Pioneer of Clay: Sculptor Ewen Henderson at S|2 London

By Sotheby's

Born in 1934 in Staffordshire, Ewen Henderson is one of the most important and influential British sculptors of his time. A pioneer of clay, Henderson sought to expose pottery and ceramics as a legitimate medium for abstraction. Throughout the 1980s and 1990s, his earthy formations reveal a fascination with alchemical processes and commitment to the capturing of material change and decay. S|2 London will feature an exhibition of Ewen Henderson's work from 20 July - 21 September.

Henderson completed his National Service with the Royal Air Force and worked in a timber company in Cardiff before he made the decision to study art formally. He took evening classes alongside his job before enrolling on a diploma course at Goldsmith’s College and subsequently studying ceramics at the Camberwell School of Art under Lucie Rie and Hans Coper. While Rie is famed for her smoothed, elegantly symmetrical forms, Henderson favoured splintering and disproportion. Abandoning the potter’s wheel, he worked freehand and thereby gained greater freedom to manipulate clay and experiment with form.

The artist described clay as ‘fluxed earth’ and saw pottery necessarily as a form of abstract sculpture whose material transformation and disintegration he sought to capture and celebrate. His works abound with richly textures and geological crusts characterised by green, blue and pinkish patinated surfaces. Henderson began by making vessel forms but, moving away from the received, traditional uses of pottery, he expanded and collapsed the everyday receptacle into a site of suspension. He once claimed: “My present work is obsessed with edges, points of change, endings. It explores the significance of what is broken, torn or cut […] it is a kind of drawing in three dimensions. I start with fragments – familiar, found, improvised – and then build up to complex structures.” The roughness of his sculpture can be seen to have the same spontaneity and vigour as a sketch.
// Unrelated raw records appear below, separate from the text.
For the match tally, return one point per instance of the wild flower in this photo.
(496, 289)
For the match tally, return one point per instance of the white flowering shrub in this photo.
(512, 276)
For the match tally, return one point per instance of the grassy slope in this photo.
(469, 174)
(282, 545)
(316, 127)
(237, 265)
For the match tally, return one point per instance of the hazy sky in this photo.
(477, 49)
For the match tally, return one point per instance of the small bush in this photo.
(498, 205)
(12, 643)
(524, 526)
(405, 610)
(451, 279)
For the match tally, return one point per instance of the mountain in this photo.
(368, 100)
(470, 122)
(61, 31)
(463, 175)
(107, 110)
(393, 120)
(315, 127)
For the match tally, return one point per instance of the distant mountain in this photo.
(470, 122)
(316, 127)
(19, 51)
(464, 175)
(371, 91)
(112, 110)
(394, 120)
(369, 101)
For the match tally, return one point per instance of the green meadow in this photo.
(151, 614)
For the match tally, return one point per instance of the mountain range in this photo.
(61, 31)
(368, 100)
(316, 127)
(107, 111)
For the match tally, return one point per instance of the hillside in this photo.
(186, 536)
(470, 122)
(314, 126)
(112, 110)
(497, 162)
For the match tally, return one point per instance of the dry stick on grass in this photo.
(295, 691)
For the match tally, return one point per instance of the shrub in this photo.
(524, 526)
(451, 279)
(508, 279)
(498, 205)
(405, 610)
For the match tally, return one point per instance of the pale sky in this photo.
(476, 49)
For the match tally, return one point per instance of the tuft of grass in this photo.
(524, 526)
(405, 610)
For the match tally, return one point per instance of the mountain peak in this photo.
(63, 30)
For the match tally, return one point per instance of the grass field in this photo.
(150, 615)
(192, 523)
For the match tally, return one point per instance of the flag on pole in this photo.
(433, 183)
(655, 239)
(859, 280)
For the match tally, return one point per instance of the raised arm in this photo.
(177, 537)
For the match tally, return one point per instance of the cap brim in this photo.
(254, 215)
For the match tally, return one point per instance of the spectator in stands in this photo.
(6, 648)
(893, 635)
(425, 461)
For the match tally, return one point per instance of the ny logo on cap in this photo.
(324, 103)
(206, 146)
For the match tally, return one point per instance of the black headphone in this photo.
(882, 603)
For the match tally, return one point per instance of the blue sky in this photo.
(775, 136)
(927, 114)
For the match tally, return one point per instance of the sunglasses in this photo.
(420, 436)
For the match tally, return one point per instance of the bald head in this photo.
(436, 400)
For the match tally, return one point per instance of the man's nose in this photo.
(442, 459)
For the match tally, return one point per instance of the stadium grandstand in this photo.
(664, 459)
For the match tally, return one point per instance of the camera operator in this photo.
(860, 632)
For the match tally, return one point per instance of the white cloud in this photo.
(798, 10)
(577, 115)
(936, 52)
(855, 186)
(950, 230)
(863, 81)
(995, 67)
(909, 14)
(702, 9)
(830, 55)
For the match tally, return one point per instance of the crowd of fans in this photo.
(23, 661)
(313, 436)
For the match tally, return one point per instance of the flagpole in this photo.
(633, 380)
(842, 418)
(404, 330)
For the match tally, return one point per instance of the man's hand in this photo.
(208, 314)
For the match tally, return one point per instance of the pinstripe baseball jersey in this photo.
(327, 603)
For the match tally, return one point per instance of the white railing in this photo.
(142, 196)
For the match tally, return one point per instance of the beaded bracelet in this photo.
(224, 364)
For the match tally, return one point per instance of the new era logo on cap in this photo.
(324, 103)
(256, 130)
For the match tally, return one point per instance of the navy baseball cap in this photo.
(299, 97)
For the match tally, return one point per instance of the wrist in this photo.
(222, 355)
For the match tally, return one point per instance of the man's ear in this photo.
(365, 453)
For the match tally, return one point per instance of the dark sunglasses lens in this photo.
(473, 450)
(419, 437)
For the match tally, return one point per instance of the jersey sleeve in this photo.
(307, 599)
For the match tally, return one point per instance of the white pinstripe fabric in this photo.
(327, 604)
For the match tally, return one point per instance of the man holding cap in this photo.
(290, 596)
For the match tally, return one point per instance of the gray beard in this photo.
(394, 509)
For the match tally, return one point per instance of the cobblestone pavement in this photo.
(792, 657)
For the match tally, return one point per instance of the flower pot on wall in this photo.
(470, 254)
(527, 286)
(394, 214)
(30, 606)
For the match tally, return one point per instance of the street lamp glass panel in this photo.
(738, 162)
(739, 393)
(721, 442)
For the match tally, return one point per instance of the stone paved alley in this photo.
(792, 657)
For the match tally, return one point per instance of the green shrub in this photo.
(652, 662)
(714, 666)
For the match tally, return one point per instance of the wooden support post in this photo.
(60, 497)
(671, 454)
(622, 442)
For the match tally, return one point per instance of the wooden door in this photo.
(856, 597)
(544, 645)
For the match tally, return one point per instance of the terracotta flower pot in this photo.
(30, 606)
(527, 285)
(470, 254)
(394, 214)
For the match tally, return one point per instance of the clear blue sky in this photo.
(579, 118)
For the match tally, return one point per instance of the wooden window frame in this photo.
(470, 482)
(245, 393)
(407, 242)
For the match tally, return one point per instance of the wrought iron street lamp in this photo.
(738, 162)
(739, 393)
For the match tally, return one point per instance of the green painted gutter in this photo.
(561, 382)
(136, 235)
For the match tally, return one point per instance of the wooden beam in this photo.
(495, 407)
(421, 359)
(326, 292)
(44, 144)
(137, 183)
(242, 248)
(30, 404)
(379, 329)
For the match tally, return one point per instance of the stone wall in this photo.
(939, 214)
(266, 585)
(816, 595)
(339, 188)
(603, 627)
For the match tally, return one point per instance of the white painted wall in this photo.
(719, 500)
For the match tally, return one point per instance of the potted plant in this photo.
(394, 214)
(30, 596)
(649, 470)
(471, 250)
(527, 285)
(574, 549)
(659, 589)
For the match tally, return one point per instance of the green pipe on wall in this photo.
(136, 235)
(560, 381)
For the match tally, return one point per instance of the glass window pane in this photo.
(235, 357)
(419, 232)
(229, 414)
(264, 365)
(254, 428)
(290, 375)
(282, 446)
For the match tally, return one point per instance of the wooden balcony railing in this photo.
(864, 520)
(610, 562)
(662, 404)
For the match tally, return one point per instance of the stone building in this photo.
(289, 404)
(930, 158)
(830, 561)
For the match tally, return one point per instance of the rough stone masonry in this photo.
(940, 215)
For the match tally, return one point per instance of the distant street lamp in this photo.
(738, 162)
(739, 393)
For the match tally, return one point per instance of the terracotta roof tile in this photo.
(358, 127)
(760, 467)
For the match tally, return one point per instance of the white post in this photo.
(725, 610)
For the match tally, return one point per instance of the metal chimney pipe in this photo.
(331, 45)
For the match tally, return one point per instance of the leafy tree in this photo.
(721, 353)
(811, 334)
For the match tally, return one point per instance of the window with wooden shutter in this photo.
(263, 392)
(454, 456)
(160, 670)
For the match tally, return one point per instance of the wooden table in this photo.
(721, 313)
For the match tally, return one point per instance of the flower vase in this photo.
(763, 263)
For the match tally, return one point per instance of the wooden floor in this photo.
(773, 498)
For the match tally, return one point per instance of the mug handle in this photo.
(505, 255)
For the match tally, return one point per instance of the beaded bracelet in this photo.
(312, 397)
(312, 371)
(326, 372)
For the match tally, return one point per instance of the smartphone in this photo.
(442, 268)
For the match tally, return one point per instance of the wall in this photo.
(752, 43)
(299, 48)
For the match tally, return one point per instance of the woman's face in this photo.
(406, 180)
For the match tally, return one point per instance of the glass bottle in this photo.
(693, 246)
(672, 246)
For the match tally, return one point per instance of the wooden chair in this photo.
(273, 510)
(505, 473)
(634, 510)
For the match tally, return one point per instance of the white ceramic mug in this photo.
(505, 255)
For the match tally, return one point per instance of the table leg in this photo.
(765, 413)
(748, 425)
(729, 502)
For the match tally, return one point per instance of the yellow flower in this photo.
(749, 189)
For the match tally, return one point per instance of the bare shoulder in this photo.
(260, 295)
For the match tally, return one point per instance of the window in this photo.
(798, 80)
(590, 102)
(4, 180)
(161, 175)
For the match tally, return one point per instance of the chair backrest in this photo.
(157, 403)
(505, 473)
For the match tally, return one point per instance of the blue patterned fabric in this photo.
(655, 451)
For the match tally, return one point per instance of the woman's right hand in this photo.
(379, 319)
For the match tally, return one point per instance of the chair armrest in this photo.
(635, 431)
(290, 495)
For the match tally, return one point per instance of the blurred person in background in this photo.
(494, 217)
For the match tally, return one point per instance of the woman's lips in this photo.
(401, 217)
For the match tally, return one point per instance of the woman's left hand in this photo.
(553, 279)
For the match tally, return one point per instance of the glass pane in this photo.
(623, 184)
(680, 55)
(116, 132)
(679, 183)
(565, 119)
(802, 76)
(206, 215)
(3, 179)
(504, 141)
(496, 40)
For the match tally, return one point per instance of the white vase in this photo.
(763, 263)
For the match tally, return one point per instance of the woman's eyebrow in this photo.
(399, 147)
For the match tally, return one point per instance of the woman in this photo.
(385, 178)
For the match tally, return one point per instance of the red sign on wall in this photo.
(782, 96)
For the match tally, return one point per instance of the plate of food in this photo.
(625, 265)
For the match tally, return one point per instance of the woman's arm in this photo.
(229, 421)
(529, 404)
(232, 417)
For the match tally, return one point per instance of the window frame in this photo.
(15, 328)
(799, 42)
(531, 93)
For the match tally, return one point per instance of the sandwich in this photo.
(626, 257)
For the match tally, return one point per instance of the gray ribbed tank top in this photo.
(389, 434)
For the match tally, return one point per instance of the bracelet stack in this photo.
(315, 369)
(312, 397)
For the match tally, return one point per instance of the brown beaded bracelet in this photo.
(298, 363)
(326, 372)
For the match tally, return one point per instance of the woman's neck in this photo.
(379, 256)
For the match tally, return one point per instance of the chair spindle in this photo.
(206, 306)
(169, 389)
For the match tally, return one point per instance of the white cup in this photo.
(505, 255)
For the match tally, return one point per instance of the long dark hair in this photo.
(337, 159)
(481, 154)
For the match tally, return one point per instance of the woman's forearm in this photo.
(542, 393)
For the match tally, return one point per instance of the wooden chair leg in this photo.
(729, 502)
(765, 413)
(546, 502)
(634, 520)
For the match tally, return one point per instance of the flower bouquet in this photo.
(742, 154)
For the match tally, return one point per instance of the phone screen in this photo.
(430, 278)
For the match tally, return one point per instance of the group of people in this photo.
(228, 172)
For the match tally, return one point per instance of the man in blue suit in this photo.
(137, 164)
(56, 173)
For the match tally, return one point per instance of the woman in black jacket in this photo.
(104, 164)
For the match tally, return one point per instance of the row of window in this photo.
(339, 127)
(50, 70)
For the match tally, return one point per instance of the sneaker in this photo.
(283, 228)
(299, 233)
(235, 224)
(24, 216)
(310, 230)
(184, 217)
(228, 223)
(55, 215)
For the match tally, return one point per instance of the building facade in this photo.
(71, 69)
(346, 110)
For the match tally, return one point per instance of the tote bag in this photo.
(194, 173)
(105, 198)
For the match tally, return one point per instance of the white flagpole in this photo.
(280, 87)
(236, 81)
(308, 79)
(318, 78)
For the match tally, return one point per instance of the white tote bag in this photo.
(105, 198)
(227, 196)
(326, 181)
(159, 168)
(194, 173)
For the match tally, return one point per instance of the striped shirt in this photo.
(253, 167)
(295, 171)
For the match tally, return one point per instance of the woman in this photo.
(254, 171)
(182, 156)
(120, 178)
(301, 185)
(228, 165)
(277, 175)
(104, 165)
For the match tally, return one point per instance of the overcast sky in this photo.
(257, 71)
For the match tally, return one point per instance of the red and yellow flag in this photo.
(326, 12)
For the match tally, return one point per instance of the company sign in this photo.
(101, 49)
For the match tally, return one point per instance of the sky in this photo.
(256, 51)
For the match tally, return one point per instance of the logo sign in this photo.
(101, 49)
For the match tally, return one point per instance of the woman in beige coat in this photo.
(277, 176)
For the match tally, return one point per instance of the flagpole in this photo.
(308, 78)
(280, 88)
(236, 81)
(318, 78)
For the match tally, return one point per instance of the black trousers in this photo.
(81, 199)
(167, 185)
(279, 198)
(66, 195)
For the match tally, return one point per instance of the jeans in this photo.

Beyond his built up layers of clay, paper and grog, Henderson seeks to freeze – or rather, fire – the transience of matter.

For most of his life, Henderson taught at Camberwell School of Arts and Crafts, Goldsmith’s College and the North London Collegiate School, whilst developing his reputation and recognition on the international stage. Both medium and subject, Henderson’s ‘fluxed earth’ has become a source of great curiosity in the United Kingdom and abroad. There have been numerous exhibitions on the sculptor either showing him alongside British sculptors and ceramicists or unveiling his works as the product of a unique talent.

Ewen Henderson’s work can be found in the permanent collections of some of the world’s major museums such as the Victoria and Albert Museum, London, The Museum of Modern Art, Tokyo and The Metropolitan Museum of Art, New York. There has been a resurgence of interest in his work with exhibitions in 2018, such as the Oxford Ceramics Gallery and Marsden Woo Gallery, both presenting solo exhibitions on Henderson’s work.